Pagi ini, Jumat (20/9/2024), rupiah dibuka sangat cemerlang mencatat rekor terkuatnya sejak Juli 2023 atau dalam 14 bulan terakhir.
Di pasar antarbank Jakarta, rupiah menguat 136 poin atau 0,90% menjadi Rp15.103 per dolar AS pada Jumat pagi, setelah sebelumnya berada di Rp15.239 per dolar AS.
Penguatan ini didorong oleh optimisme pasar yang merespons penurunan suku bunga global.
Berdasarkan data Bloomberg dan Investing per pukul 10.45 WIB, nilai tukar rupiah terhadap dolar AS mencapai Rp15.095 per dolar AS.
Setelah tembus level tertinggi dalam 14 bulan terakhir, rupiah masih berpotensi terus menguat hingga di bawah Rp15.000 per dolar AS sepanjang hari.
Secara teknikal, rupiah sudah berhasil melewati resistance di level Rp15.100 per dolar AS dan diprediksi akan menuju level resistance berikutnya di Rp15.050 per dolar AS.
Jika ini tercapai, rupiah berpotensi menembus resistance psikologis di kisaran Rp15.000 hingga Rp14.980 per dolar AS.
Penguatan Rupiah Efek Suku Bunga The Fed Turun?
Penguatan rupiah juga didukung oleh sentimen dari pemangkasan suku bunga oleh Federal Reserve (The Fed) sebesar 50 basis poin (bps) yang dilakukan kemarin.

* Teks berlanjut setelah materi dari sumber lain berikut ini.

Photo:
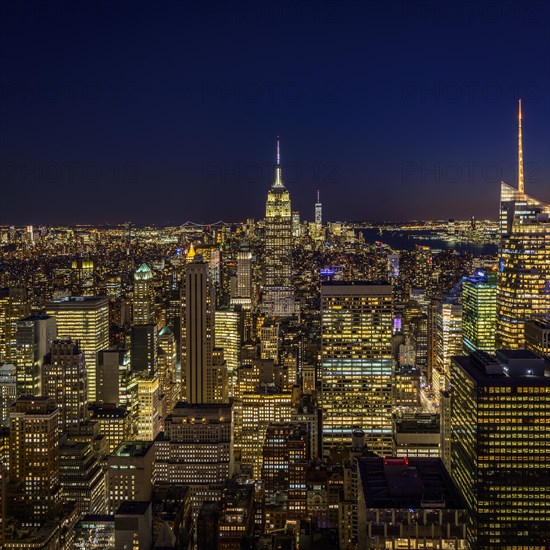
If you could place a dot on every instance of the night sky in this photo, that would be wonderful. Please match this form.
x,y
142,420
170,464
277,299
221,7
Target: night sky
x,y
162,112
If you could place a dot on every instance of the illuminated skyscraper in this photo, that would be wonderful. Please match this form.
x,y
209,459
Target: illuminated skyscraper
x,y
423,266
33,337
448,342
243,289
83,277
14,305
8,391
196,449
144,296
169,386
228,336
523,287
65,383
500,456
537,336
34,461
479,306
356,363
318,212
85,319
200,377
149,410
278,294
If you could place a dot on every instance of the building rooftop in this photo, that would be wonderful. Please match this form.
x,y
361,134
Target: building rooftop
x,y
133,448
133,507
506,368
420,423
35,318
407,483
77,301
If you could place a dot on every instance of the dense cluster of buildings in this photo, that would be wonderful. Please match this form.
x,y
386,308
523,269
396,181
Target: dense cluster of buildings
x,y
274,385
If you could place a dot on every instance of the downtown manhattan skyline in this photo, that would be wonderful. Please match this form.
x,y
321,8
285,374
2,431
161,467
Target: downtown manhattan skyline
x,y
167,113
275,275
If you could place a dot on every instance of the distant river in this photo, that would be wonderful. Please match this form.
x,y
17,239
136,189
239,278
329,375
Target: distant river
x,y
402,241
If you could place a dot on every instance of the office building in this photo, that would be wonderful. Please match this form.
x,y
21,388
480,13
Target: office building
x,y
537,336
84,319
113,371
82,478
196,449
169,385
14,305
115,424
417,435
8,391
143,349
95,532
228,336
523,291
149,420
65,383
200,379
408,503
479,307
356,363
278,294
448,342
33,338
500,456
254,412
285,443
243,292
130,473
144,296
134,526
34,460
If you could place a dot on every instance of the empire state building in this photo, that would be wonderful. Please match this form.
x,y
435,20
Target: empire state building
x,y
278,294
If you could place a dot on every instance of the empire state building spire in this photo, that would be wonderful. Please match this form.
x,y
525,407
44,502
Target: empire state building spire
x,y
521,182
278,169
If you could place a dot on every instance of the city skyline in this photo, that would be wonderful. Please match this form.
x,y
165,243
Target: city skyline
x,y
386,125
346,346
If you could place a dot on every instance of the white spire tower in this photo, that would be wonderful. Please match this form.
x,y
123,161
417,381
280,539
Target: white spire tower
x,y
318,211
521,182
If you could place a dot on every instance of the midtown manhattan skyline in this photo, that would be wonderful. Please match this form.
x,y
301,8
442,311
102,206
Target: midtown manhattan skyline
x,y
388,109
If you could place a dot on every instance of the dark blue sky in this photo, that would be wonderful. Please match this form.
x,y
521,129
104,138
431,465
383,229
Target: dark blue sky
x,y
168,111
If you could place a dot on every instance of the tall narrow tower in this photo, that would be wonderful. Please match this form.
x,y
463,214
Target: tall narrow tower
x,y
199,333
144,296
521,182
278,295
523,286
318,211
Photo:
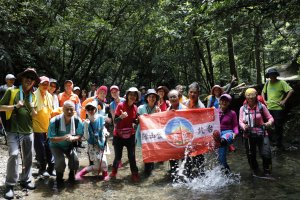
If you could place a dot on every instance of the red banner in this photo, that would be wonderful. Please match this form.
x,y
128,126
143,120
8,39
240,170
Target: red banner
x,y
166,135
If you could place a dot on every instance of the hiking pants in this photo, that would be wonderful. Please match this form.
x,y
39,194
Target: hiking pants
x,y
14,140
129,143
43,152
59,157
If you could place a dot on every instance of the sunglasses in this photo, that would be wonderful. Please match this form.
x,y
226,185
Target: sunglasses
x,y
90,109
29,77
173,97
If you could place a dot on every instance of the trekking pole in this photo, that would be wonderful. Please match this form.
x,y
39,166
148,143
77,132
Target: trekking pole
x,y
99,169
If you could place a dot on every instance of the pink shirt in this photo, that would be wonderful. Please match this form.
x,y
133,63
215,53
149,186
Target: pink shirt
x,y
228,121
254,117
129,120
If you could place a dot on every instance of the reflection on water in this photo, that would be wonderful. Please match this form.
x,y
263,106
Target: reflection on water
x,y
213,185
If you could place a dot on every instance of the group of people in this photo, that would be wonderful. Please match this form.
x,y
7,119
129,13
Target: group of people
x,y
55,124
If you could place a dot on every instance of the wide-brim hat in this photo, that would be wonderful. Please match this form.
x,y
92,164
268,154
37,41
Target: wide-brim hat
x,y
93,104
9,76
226,96
76,88
166,90
272,71
52,80
114,87
134,89
215,87
142,87
151,91
27,72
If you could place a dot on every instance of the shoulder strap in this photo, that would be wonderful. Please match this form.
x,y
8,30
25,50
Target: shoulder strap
x,y
266,95
11,102
76,122
57,121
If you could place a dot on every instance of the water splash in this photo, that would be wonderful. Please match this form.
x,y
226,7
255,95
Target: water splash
x,y
209,180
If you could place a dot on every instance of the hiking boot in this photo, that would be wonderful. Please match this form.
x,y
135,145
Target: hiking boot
x,y
79,175
52,172
59,179
120,165
9,192
44,174
135,177
28,185
71,176
105,176
113,173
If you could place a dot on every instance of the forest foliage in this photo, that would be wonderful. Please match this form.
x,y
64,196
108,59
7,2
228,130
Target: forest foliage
x,y
143,42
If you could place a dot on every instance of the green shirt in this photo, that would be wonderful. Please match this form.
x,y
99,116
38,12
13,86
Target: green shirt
x,y
21,119
275,93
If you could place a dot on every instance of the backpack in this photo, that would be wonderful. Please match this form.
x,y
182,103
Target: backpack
x,y
57,122
11,102
260,108
212,102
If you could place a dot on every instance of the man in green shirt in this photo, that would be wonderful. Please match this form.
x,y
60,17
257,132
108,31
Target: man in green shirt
x,y
276,93
18,105
62,132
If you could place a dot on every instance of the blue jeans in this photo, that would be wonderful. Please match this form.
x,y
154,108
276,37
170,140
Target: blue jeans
x,y
222,151
43,152
14,140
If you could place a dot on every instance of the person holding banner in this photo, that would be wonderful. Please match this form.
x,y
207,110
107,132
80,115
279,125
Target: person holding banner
x,y
192,103
150,106
124,133
96,135
229,129
254,118
163,102
175,105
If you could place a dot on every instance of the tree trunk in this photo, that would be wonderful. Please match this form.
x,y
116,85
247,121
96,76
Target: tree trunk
x,y
210,65
257,49
230,49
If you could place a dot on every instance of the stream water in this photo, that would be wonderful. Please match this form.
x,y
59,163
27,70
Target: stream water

Pemangkasan suku bunga ini diyakini akan memicu aliran dana keluar dari AS menuju pasar negara berkembang seperti Indonesia, sehingga memberikan dampak positif bagi pasar keuangan domestik.
The Fed menyatakan,inflasi AS sudah bergerak menuju target mereka di angka 2%, namun pemangkasan suku bunga sebesar 50 bps lebih didorong oleh peningkatan tingkat pengangguran di AS.
"Mengingat kemajuan dalam inflasi dan keseimbangan risiko, Komite memutuskan untuk menurunkan suku bunga sebesar 50 bps," tulis The Fed dalam situs resminya.
Lebih lanjut, anggota Federal Open Market Committee (FOMC) memperkirakan suku bunga acuan The Fed akan berada di 4,4% pada akhir tahun ini, yang berarti masih ada potensi penurunan lebih lanjut sebesar 50 bps.
Jika prediksi ini benar, aliran dana cenderung akan keluar dari AS dan masuk ke emerging market seperti Indonesia, memberi sentimen positif pada pasar keuangan domestik.